I've lost count of how many of my friends have shared the infamous Norman Vincent Peale quote on social media:
“Aim for the moon. You'll land among the stars even if you miss.”
In other words, aim high and set far-reaching goals, and even if you don't quite make it, you'll be in good shape. I wholeheartedly agree with the sentiment behind setting lofty goals in all aspects of life. However, Norman Vincent Peale and I might disagree on framing such goals from the start in a way that already mentions the possibility of failing to meet them or setting and achieving goals that are possibly impossible.
A goal, in my opinion, should be a well-balanced combination of being ambitious and realistic (very much in keeping with the concept of SMART Goals).
This post may contain some affiliate links to products that I use and love. If you click through and make a purchase, I’ll earn a commission, at no additional cost to you. Read my full disclosure here.
I'm in marketing. As a result, the concept of a measurable goal is not foreign to me. It was almost drilled into me from the beginning of my career that everything must be goal-driven, and that has served me well. However, goal setting and, more importantly, goal attainment can have a significant positive impact on all professional and personal aspects of your life, regardless of what you do for a living.
Let's take a look at why it's important to set realistic goals and some of the benefits of doing so.
1. Goal Setting, Goal Achievement, and Self-Esteem
We're dealing with a serious lack of self-confidence. According to a 2021 study, the majority of women (62%) and half of men do not believe they are intelligent. Surprisingly, more than 60% of us do not believe we are good at our jobs.

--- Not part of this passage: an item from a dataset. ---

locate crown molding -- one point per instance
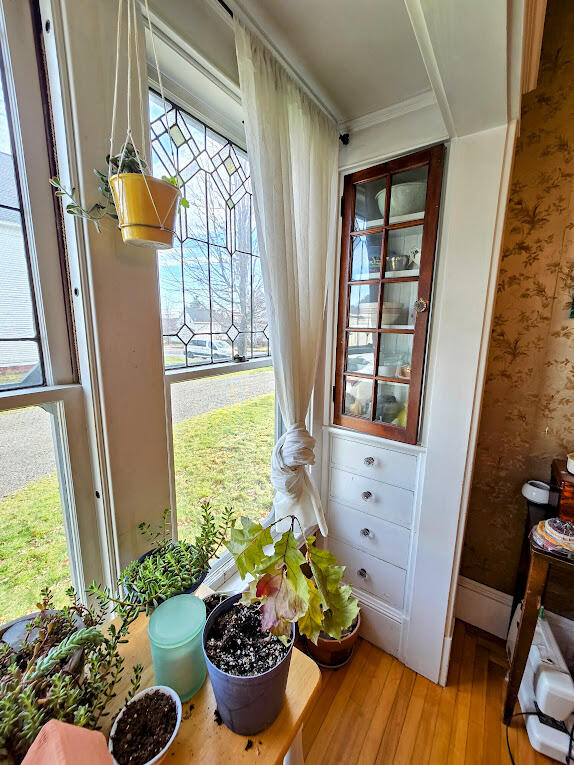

In addition, low self-esteem is linked to an increased risk of depression, anxiety, and even suicide
So, what does this have to do with setting goals?
George Wilson's study on “Value-Centred Approach To Goal-Setting And Action Planning” found clear links between goal achievement and increased self-confidence.
In other words, setting concrete goals, even if you have not yet achieved them but are making progress toward them, can lead to increased self-esteem
2. Goal-setting Motivates Us
Another reason why setting realistic goals is important is that it motivates us.
Let's face it: motivation is a struggle for many people right now. Even the most zealous of us would struggle after a year of turbulence and uncertainty. However, according to a study, setting goals helps people stay motivated.
Having goals to work toward, especially during difficult times, can help you maintain focus and motivation in your work as well as in your personal goals.
3. The Influence of Micro-Goals
This particular tip, to quote the wonderful Baz Luhrmann, “has no basis more reliable than my own meandering experience”—well, in my experience and that of others I've shared anecdotally.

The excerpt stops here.